Along the walls are highly specified, unlabeled categories of gently used books. Books are grouped by sections as specific as: Black magical realism, memoirs about being Black and Queer, books about the underground railroad, Star Trek, slice-of-life fiction set post Civil War, the Harlem Renaissance, women in politics, and more. Refusing to lavel these niches, referencing the underground railroad in the name of the space, the shrines, all of these things pay subtle homage to Black culture. They offer themselves to patrons with a wink and a nod, a IYKYK mentality that Harriett’s seems to thrive with.

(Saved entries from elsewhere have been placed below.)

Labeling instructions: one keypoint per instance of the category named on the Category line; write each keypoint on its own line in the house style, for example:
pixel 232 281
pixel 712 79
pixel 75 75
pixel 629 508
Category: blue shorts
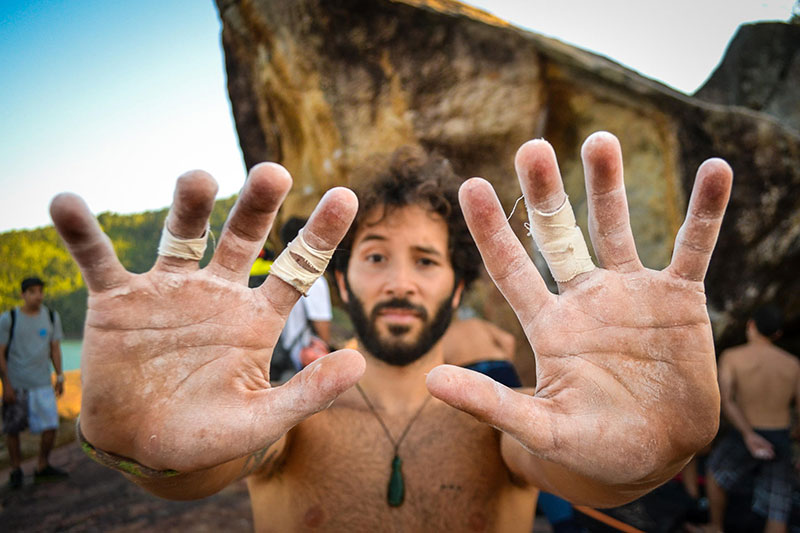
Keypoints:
pixel 35 409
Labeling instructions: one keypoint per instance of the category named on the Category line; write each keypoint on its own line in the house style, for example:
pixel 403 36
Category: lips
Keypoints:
pixel 399 311
pixel 399 316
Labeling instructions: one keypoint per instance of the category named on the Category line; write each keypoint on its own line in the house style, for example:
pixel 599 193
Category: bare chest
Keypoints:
pixel 337 472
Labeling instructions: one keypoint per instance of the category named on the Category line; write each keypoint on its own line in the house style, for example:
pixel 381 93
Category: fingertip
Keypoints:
pixel 717 167
pixel 336 371
pixel 599 140
pixel 476 195
pixel 195 192
pixel 69 213
pixel 451 383
pixel 534 157
pixel 345 199
pixel 269 181
pixel 715 177
pixel 200 179
pixel 331 218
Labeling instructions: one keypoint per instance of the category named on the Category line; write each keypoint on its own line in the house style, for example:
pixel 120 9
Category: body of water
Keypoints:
pixel 71 354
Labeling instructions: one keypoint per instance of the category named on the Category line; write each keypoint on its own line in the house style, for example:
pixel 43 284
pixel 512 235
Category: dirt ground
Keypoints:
pixel 95 498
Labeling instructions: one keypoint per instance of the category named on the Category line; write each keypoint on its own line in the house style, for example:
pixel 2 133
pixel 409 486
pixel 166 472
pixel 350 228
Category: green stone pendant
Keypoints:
pixel 397 488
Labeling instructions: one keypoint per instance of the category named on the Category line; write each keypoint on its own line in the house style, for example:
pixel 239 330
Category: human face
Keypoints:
pixel 400 283
pixel 33 297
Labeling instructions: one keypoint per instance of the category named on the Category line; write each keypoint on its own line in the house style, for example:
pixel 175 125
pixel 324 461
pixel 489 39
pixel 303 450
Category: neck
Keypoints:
pixel 398 389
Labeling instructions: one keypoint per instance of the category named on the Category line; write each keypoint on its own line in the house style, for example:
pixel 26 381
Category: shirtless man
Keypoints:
pixel 176 361
pixel 758 382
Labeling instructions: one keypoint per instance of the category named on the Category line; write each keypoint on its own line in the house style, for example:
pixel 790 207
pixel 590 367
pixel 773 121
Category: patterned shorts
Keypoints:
pixel 731 463
pixel 35 409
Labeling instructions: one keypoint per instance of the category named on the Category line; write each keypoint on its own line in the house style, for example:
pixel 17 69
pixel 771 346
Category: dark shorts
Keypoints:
pixel 731 463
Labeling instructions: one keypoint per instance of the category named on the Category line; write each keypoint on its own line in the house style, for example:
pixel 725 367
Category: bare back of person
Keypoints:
pixel 765 381
pixel 471 340
pixel 335 467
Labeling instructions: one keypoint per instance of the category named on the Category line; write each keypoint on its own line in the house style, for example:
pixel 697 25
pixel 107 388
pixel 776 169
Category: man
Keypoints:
pixel 176 361
pixel 758 382
pixel 29 342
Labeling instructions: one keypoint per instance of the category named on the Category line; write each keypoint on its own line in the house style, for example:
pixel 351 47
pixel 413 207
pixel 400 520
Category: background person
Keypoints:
pixel 309 322
pixel 29 395
pixel 758 382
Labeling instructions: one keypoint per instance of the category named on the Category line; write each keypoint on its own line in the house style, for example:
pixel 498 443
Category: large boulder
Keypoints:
pixel 319 85
pixel 760 71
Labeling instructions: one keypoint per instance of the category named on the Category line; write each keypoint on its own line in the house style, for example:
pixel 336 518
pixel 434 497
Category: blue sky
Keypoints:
pixel 114 99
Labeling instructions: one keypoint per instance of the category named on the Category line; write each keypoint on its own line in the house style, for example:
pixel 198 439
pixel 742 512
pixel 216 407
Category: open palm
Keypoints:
pixel 626 374
pixel 175 362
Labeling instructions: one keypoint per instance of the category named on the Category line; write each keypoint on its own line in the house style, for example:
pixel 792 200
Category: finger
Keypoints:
pixel 495 404
pixel 698 234
pixel 249 222
pixel 326 226
pixel 609 220
pixel 312 389
pixel 87 243
pixel 506 259
pixel 192 203
pixel 552 221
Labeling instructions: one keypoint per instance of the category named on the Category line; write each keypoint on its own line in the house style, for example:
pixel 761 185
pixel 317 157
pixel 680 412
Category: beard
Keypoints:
pixel 394 350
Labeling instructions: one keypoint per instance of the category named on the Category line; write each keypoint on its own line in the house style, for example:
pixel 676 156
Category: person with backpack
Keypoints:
pixel 30 338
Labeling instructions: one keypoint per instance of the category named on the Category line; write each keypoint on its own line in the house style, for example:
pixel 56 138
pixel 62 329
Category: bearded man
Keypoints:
pixel 176 361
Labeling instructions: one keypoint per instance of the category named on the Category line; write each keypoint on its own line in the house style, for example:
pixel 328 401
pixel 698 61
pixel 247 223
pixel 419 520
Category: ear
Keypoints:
pixel 457 293
pixel 341 284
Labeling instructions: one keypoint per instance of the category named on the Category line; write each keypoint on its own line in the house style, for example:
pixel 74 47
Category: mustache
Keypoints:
pixel 398 303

Harriett’s Bookshop is a space to give honor, artistic worth, and deep reverence to the works of women of color. Whether it be an art gallery, a smoky club, or a cozy schoolroom, Harriett’s embodies the envirornments that Black Women are marginalized in, and uplifts them, centers them. Jeanine Cook has made this honoring of Black art her life’s work. Harriett’s carries on its back the intense history of a movement towards Black Literature’s respect and value. Harriett’s demonstrates the idea that “inheritance is the soundest way of acquiring a collection,” (Benjamin, 66) as it attmepts to collect the long and star-studded history of the cultures it honors. Cook’s highly developed curation within Harriett’s displays that “the most distinguished trait of a collection will always be its transmissibility,” (Benjamin, 66) it’s ability to continue on with a momentum that transends the simple structure of the bookshop it inhabits.

Citations:

Benjamin, Walter. Illuminations : Essays and Reflections. Boston ; New York, Mariner Books, Houghton Mifflin Harcourt, 2019.

Buzbee, Lewis. The Yellow-Lighted Bookshop. ReadHowYouWant.com, 19 Oct. 2010.

Clifford, James. The Predicament of Culture : Twentieth-Century Ethnography, Literature, and Art. Cambridge, Mass., Harvard University Press, 1988.